Su equipo aún se compone en la última de sus películas -La danse (2009), una rara incursión en el Ballet de la Ópera de París- de un cámara, un asistente y el propio Wiseman a cargo del sonido. "Sigo acarreando la pértiga y los micrófonos", explicó. "El cine tiene mucho de deporte. Y yo aún me mantengo en forma, o quiero creer que lo hago".
Hay más constantes en su obra. Los sujetos de sus películas, ya sean científicos que experimentan con monos (Primate) o reclutas del ejército (Basic training), siempre son plurales y trabajan o viven a cargo de instituciones públicas, "de la clase que se pagan con impuestos". El rodaje se prolonga por un intervalo entre 6 y 12 semanas. El montaje del material, siempre filmado con película, nunca aún en digital ("también quiero creer que puedo seguir con esa costumbre"), le toma más o menos un año. No media gran preparación de los proyectos, el núcleo de la financiación se debe a la televisión pública estadounidense (PBS), la producción siempre corre a su cargo y Wiseman y los suyos nunca intervienen en la acción. Ni siquiera en aquella célebre secuencia de Ley y orden (1968) sobre el departamento de policía de Kansas City. En ella, la actuación de una patrulla en la detención de una prostituta deviene en un espeluznante caso de brutalidad policial. "La estaban estrangulando", recuerda Wiseman. "Y si las cosas se hubiesen puesto realmente feas, habría intervenido o me gustaría creer que lo habría hecho.
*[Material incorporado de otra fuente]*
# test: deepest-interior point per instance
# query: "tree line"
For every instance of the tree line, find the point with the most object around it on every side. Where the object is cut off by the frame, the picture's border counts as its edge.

Pero en principio ésa no es mi misión".
Pese a tanta distancia, su obra ha sido celebrada como uno de los más relevantes retratos de la historia del cine sobre el comportamiento humano. Las trampas de la mentira, el poder o la tiranía de la miseria se desnudan ante su lente, que parece reflejarlos en lugar de absorberlos. "Mi gran lucha ha sido siempre contra los que creen que al introducir una cámara cambia el modo en el que se conducen los sujetos filmados".
Conviene no confundir estas opiniones con las de un esforzado e ingenuo creyente en la objetividad. Wiseman es capaz de dotar de dramatismo a sus cintas, de una textura cercana a la ficción, casi al thriller, a sus largos documentales (Near death, sobre una unidad de cuidado de enfermos terminales, se lleva la palma con seis horas de duración). El cineasta se reserva en la mesa de montaje la potestad de "editar a partir de la interpretación que uno debe hacer de la realidad; el lenguaje no verbal que se establece entre los personajes y las intenciones que uno adivina de éstos".
El foco de su trabajo ha sido el causante también de ciertas confusiones. Su cine se ha empleado como un arma arrojadiza por los ideólogos antiamericanos como la quintaesencia de lo que funciona mal en EE UU. El reverso de un sueño truncado en pesadilla. "Nunca he hecho nada crítico a secas con el estilo de vida de mi país. La prueba de la grandeza democrática de América es que he rodado filmes que pudieron acabar conmigo en la cárcel y en cambio me han convertido en alguien que, si bien no gana demasiado dinero haciendo cine, se lo monta bien hablando de cine".